Now let's evaluate how well this trained model is able to predict the values of the test dataset.

In [18]:
# Generate predictions here!
y_pred = model.predict(X_test)

In [19]:
# Calculate performance metrics here!
# Evaluate the model
accuracy = accuracy_score(y_test, y_pred)
conf_matrix = confusion_matrix(y_test, y_pred)
classification_rep = classification_report(y_test, y_pred)

# Print evaluation metrics
print(f"Accuracy: {accuracy}")
print("Confusion Matrix:")
print(conf_matrix)
print("Classification Report:")
print(classification_rep)

Accuracy: 0.9036144578313253
Confusion Matrix:
[[3283    3]
 [ 349   17]]
Classification Report:
              precision    recall  f1-score   support

           0       0.90      1.00      0.95      3286
           1       0.85      0.05      0.09       366

    accuracy                           0.90      3652
   macro avg       0.88      0.52      0.52      3652
weighted avg       0.90      0.90      0.86      3652



## Why did you choose the evaluation metrics that you used? Please elaborate on your choices.
- Accuracy is the ratio of correctly predicted instances (true positives + true negatives) to the total number of predictions. Accuracy is a simple and intuitive measure that provides a quick snapshot of the model's performance. It is easy to understand and interpret, especially for balanced datasets where each class has a similar number of samples.
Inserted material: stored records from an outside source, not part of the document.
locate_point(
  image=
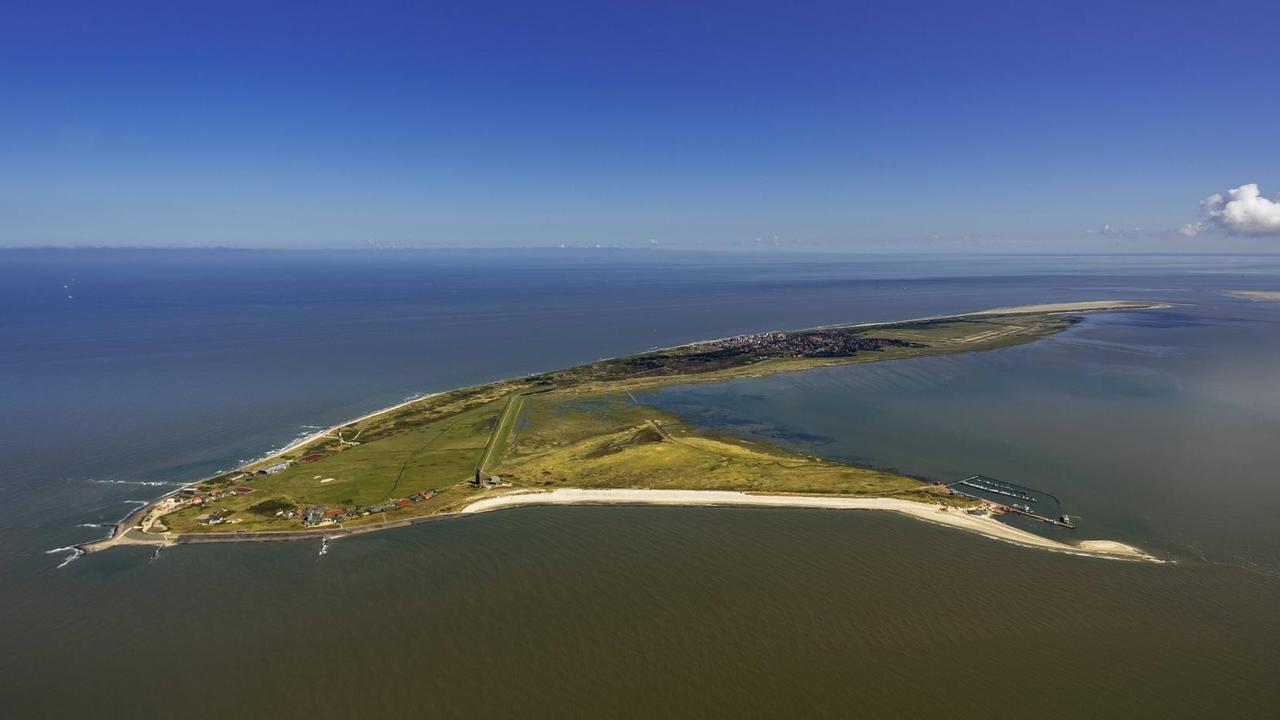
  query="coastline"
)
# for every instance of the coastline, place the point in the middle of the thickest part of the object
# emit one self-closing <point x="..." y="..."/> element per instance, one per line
<point x="126" y="532"/>
<point x="981" y="524"/>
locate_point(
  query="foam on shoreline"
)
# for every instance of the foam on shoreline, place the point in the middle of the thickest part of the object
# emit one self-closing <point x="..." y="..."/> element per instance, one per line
<point x="982" y="524"/>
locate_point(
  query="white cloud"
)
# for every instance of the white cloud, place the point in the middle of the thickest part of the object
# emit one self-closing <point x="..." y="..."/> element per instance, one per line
<point x="1243" y="212"/>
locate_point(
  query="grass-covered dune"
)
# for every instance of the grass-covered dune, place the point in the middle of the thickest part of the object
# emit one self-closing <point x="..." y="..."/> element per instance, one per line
<point x="580" y="427"/>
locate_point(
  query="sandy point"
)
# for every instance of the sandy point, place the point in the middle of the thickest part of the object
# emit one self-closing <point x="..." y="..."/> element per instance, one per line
<point x="978" y="523"/>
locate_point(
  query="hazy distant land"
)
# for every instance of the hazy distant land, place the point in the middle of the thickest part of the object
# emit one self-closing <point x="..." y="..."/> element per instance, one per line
<point x="1265" y="295"/>
<point x="580" y="436"/>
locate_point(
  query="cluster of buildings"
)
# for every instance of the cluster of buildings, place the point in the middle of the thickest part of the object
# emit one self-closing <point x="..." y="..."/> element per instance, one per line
<point x="810" y="343"/>
<point x="318" y="515"/>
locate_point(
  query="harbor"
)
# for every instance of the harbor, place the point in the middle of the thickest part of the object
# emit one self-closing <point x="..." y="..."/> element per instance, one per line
<point x="1010" y="497"/>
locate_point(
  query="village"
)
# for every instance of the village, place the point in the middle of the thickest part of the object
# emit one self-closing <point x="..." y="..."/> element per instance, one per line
<point x="805" y="343"/>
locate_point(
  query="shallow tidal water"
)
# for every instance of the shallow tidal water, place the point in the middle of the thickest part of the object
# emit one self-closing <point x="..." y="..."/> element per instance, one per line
<point x="648" y="611"/>
<point x="126" y="373"/>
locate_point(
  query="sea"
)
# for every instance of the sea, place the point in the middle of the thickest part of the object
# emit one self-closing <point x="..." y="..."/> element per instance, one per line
<point x="127" y="373"/>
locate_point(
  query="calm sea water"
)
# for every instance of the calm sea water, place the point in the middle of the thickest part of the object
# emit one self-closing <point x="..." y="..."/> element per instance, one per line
<point x="119" y="368"/>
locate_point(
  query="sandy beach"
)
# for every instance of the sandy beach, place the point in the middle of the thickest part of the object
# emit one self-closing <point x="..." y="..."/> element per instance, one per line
<point x="1261" y="295"/>
<point x="976" y="523"/>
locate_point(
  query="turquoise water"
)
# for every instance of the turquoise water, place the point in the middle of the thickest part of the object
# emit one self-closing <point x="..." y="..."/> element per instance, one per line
<point x="1156" y="428"/>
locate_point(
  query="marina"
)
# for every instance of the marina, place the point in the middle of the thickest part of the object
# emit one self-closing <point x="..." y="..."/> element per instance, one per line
<point x="1033" y="504"/>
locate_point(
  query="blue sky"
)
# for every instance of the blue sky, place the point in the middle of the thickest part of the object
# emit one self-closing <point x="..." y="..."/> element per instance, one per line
<point x="863" y="126"/>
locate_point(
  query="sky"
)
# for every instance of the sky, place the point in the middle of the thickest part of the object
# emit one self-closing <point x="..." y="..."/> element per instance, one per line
<point x="913" y="126"/>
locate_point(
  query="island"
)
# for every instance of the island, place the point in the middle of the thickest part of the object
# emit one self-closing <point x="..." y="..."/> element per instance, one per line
<point x="585" y="436"/>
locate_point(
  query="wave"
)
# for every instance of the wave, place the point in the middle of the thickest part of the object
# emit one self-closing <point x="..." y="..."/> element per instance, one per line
<point x="76" y="554"/>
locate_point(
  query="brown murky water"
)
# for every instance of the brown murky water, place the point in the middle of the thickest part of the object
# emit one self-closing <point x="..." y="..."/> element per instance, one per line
<point x="641" y="611"/>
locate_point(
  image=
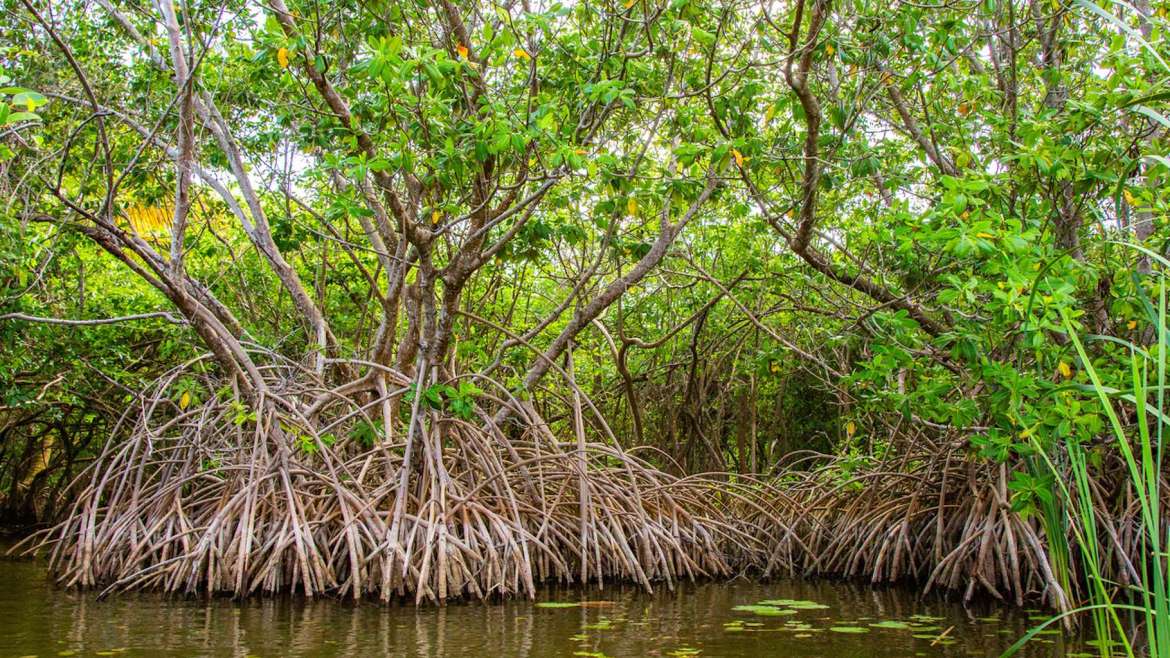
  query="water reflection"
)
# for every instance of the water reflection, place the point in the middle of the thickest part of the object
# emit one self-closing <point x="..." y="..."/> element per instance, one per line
<point x="38" y="619"/>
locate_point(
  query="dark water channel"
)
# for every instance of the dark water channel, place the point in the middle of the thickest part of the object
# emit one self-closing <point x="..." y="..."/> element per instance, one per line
<point x="800" y="619"/>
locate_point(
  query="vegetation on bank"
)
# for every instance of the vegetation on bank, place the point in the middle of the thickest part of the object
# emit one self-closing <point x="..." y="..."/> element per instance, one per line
<point x="440" y="299"/>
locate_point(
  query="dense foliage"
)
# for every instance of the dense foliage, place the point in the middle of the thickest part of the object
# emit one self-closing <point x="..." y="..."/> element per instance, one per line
<point x="775" y="238"/>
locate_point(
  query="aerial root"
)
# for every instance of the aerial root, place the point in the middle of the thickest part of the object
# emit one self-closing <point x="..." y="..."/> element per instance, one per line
<point x="231" y="498"/>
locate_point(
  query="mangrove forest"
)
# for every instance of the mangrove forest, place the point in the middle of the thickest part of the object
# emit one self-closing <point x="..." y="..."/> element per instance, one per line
<point x="682" y="321"/>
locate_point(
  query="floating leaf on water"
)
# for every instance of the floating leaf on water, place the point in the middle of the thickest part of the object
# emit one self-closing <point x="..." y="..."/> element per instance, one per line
<point x="890" y="624"/>
<point x="809" y="605"/>
<point x="764" y="610"/>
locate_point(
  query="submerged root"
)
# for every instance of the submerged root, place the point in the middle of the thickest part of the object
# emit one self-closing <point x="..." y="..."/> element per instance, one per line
<point x="279" y="495"/>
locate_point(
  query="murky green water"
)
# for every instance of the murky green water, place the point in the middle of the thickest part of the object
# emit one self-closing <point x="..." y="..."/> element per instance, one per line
<point x="39" y="619"/>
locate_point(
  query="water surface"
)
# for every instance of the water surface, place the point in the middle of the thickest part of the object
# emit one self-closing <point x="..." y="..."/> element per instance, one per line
<point x="701" y="619"/>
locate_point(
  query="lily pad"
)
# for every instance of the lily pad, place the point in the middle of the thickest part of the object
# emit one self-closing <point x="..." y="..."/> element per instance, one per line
<point x="890" y="624"/>
<point x="764" y="610"/>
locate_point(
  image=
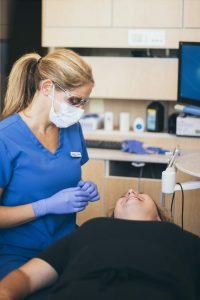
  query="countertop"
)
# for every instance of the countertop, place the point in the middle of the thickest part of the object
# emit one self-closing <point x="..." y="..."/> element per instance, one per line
<point x="107" y="154"/>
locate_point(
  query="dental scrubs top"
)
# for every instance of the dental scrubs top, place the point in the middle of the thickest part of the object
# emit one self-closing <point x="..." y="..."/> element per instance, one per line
<point x="30" y="172"/>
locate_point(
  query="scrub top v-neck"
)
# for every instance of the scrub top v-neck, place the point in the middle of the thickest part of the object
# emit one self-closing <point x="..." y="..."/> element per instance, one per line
<point x="30" y="172"/>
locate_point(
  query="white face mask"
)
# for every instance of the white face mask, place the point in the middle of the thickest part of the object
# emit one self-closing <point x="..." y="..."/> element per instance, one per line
<point x="66" y="116"/>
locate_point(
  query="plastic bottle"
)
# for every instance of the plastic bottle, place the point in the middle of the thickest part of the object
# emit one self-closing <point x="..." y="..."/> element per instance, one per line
<point x="155" y="117"/>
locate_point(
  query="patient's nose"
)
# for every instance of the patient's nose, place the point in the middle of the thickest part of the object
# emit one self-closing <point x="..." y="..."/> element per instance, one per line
<point x="131" y="191"/>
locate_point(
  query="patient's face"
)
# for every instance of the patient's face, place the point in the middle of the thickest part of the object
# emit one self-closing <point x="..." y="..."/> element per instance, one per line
<point x="136" y="206"/>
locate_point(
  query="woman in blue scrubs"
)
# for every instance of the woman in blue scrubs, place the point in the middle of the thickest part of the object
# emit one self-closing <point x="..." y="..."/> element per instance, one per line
<point x="41" y="152"/>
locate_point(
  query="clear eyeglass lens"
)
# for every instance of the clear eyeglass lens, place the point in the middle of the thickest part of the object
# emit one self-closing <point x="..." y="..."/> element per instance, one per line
<point x="73" y="100"/>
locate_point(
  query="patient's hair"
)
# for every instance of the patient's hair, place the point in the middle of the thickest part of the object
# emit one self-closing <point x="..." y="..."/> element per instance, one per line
<point x="162" y="213"/>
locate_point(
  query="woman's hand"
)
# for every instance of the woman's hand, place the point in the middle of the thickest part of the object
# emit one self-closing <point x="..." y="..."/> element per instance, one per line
<point x="91" y="188"/>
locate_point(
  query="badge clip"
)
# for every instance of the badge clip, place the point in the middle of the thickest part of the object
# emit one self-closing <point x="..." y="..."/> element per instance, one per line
<point x="75" y="154"/>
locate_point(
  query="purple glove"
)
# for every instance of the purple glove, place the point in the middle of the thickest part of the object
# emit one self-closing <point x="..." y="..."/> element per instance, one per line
<point x="91" y="188"/>
<point x="66" y="201"/>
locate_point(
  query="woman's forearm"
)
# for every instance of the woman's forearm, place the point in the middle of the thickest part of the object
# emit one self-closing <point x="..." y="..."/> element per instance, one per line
<point x="14" y="286"/>
<point x="29" y="278"/>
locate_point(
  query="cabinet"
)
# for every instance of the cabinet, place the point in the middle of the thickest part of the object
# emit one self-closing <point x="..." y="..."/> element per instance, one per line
<point x="145" y="13"/>
<point x="5" y="18"/>
<point x="157" y="75"/>
<point x="106" y="23"/>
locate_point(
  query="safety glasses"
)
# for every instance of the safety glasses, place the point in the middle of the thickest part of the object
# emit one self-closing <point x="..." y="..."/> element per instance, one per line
<point x="73" y="99"/>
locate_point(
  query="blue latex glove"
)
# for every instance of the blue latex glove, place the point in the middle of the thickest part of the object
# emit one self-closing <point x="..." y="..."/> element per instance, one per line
<point x="133" y="146"/>
<point x="66" y="201"/>
<point x="156" y="150"/>
<point x="91" y="188"/>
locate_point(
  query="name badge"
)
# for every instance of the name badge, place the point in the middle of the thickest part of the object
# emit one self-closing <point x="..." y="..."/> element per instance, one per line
<point x="75" y="154"/>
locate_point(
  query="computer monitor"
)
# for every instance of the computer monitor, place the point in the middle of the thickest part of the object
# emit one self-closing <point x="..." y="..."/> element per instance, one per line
<point x="189" y="74"/>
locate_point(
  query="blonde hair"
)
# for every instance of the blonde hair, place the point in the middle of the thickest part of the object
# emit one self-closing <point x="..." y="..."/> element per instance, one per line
<point x="63" y="66"/>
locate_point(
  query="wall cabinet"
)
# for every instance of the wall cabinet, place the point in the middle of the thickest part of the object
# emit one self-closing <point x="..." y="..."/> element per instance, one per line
<point x="134" y="78"/>
<point x="5" y="18"/>
<point x="106" y="23"/>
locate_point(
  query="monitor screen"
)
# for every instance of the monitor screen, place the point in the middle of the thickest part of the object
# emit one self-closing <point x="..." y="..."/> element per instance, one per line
<point x="189" y="73"/>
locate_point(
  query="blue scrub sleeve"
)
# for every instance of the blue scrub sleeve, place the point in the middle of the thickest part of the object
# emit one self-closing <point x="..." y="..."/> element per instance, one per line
<point x="5" y="166"/>
<point x="85" y="157"/>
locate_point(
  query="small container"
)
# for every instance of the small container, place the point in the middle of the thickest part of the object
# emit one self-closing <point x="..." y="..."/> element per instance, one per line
<point x="124" y="121"/>
<point x="155" y="117"/>
<point x="138" y="125"/>
<point x="108" y="121"/>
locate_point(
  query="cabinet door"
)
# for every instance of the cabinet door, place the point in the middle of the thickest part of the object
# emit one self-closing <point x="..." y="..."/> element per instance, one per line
<point x="147" y="13"/>
<point x="76" y="13"/>
<point x="93" y="170"/>
<point x="135" y="78"/>
<point x="191" y="13"/>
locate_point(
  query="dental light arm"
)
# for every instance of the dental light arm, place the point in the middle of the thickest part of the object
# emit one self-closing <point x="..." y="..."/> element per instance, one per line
<point x="169" y="185"/>
<point x="169" y="175"/>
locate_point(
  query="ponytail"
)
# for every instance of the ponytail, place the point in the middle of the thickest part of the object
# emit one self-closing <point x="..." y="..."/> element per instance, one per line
<point x="22" y="84"/>
<point x="62" y="66"/>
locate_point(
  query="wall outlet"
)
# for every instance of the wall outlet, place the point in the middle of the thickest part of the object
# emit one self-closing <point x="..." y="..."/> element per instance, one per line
<point x="146" y="37"/>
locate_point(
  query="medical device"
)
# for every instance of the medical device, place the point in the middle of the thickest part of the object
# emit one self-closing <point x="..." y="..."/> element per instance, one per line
<point x="169" y="185"/>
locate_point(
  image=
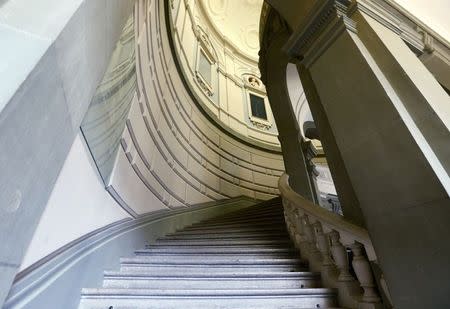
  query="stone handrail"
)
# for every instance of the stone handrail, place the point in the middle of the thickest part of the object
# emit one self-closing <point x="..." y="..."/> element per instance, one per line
<point x="323" y="239"/>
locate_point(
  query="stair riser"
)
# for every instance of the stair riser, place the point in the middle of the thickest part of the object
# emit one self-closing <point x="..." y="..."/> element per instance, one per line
<point x="274" y="225"/>
<point x="213" y="261"/>
<point x="229" y="236"/>
<point x="230" y="256"/>
<point x="193" y="270"/>
<point x="277" y="215"/>
<point x="213" y="250"/>
<point x="296" y="283"/>
<point x="251" y="219"/>
<point x="231" y="230"/>
<point x="208" y="242"/>
<point x="209" y="303"/>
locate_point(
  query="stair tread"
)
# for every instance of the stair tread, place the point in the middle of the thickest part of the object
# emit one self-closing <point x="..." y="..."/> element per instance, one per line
<point x="215" y="275"/>
<point x="203" y="293"/>
<point x="244" y="259"/>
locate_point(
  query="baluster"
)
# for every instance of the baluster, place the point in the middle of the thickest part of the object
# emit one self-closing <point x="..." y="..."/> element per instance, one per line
<point x="340" y="257"/>
<point x="313" y="253"/>
<point x="322" y="243"/>
<point x="364" y="274"/>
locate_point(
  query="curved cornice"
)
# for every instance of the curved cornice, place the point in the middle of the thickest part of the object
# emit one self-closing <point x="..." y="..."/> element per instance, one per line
<point x="226" y="41"/>
<point x="211" y="117"/>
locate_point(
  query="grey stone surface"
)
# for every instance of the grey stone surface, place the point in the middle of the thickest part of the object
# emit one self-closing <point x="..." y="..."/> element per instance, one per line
<point x="59" y="280"/>
<point x="35" y="137"/>
<point x="37" y="125"/>
<point x="242" y="285"/>
<point x="79" y="80"/>
<point x="390" y="170"/>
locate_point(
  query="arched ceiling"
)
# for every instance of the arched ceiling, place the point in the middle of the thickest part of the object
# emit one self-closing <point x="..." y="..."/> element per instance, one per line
<point x="237" y="21"/>
<point x="433" y="13"/>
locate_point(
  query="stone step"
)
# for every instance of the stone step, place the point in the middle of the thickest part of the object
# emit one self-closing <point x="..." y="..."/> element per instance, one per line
<point x="129" y="280"/>
<point x="224" y="242"/>
<point x="207" y="299"/>
<point x="214" y="250"/>
<point x="250" y="218"/>
<point x="275" y="225"/>
<point x="228" y="236"/>
<point x="224" y="255"/>
<point x="189" y="269"/>
<point x="250" y="229"/>
<point x="212" y="260"/>
<point x="248" y="222"/>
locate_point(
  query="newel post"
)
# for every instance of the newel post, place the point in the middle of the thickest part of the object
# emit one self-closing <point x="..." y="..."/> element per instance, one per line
<point x="361" y="265"/>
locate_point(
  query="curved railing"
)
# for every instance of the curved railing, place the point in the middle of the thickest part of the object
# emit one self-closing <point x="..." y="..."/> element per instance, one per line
<point x="324" y="239"/>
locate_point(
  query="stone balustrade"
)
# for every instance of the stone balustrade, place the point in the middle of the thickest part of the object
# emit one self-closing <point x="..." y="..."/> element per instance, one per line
<point x="326" y="239"/>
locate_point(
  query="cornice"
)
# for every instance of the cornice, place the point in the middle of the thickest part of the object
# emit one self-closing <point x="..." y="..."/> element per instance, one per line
<point x="225" y="39"/>
<point x="419" y="36"/>
<point x="335" y="16"/>
<point x="327" y="21"/>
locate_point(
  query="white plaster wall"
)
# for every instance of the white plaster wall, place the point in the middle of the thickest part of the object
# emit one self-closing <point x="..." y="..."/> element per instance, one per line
<point x="79" y="204"/>
<point x="171" y="155"/>
<point x="229" y="104"/>
<point x="433" y="13"/>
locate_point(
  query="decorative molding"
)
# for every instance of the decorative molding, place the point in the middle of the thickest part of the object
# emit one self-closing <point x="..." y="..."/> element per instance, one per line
<point x="328" y="19"/>
<point x="56" y="271"/>
<point x="203" y="84"/>
<point x="409" y="28"/>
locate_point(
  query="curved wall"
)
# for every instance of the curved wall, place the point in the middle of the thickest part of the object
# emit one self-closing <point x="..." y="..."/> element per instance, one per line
<point x="234" y="74"/>
<point x="171" y="155"/>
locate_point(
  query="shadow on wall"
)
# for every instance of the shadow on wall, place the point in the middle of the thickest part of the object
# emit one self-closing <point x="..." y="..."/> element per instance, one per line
<point x="105" y="119"/>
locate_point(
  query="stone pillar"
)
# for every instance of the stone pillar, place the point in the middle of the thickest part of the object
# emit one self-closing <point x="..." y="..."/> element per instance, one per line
<point x="388" y="121"/>
<point x="287" y="125"/>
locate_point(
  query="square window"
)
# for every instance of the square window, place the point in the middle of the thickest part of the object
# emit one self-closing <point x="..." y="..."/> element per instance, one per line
<point x="204" y="67"/>
<point x="258" y="106"/>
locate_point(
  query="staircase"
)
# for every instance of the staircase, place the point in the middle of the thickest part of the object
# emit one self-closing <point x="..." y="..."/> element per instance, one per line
<point x="240" y="260"/>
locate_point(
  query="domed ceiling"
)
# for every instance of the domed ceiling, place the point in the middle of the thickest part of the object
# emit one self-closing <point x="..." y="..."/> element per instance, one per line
<point x="237" y="21"/>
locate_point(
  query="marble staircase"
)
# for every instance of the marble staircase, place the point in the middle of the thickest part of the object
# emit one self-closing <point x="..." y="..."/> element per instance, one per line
<point x="244" y="259"/>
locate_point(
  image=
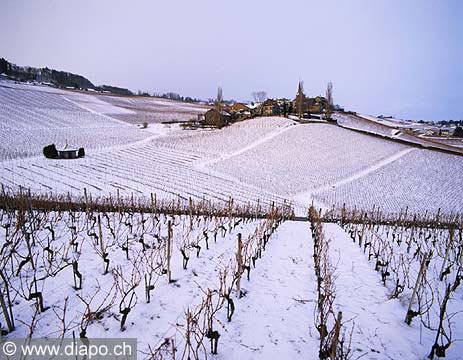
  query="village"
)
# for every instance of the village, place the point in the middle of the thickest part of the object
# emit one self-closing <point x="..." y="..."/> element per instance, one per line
<point x="301" y="108"/>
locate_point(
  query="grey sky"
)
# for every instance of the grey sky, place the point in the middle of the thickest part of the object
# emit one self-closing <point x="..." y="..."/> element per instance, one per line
<point x="384" y="57"/>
We recieved a 90% accuracy.
- A confusion matrix is a table that summarizes the performance of a classification algorithm by showing the counts of true positives (TP), true negatives (TN), false positives (FP), and false negatives (FN). 
 - The model predicted 3283 observations of positive class correcly (TP) which means customers who actually churned, and the model correctly predicted them as churned
 - 17 observations of negative class correctly (TN) which means customers who stayed, and the model correctly predicted them as not churned
 - 3 observations of negative class but being classified wrongly as belonging to the positive class (FP) which means customers who stayed, but the model incorrectly predicted them as churned which is also a Type I error
 - 349 observations of positive class but being classified wrongly as belonging to the negative class (FN) which means customers who churned, but the model incorrectly predicted them as not churned which is a Type II error.
- Precision is the ratio of true positives to all predicted positives. Of all instances that the model predicted as positive, how many were actually positive, in our model for class 0, the precision is 0.90, meaning that 90% of the instances predicted as class 0 are actually class 0, for class 1, the precision is 0.85, meaning 85% of the instances predicted as class 1 are correct. 
- Recall is the ratio of true positives to all actual positives. Of all the actual positive instances, how many did the model correctly identify, in our model for class 0, the recall is 1.00, indicating that the model correctly identified all instances of class 0, for class 1, the recall is very low at 0.05, meaning the model only identified 5% of the actual class 1 instances.
- The F1-score is the harmonic mean of precision and recall, giving a balanced measure when both values are important. In our model, for class 0, the F1-score is 0.95, indicating good performance in both precision and recall for this class, for class 1, the F1-score is very low at 0.09, suggesting poor performance overall in identifying this class.

## Do you think that the model performance is satisfactory? Give justification for your answer.
The model performs very well on class 0 (high precision, recall, and F1-score), but very poorly on class 1 (low recall and F1-score). This could indicate a significant imbalance in the data, with far fewer instances of class 1 compared to class 0, or that the model struggles to correctly identify class 1 instances.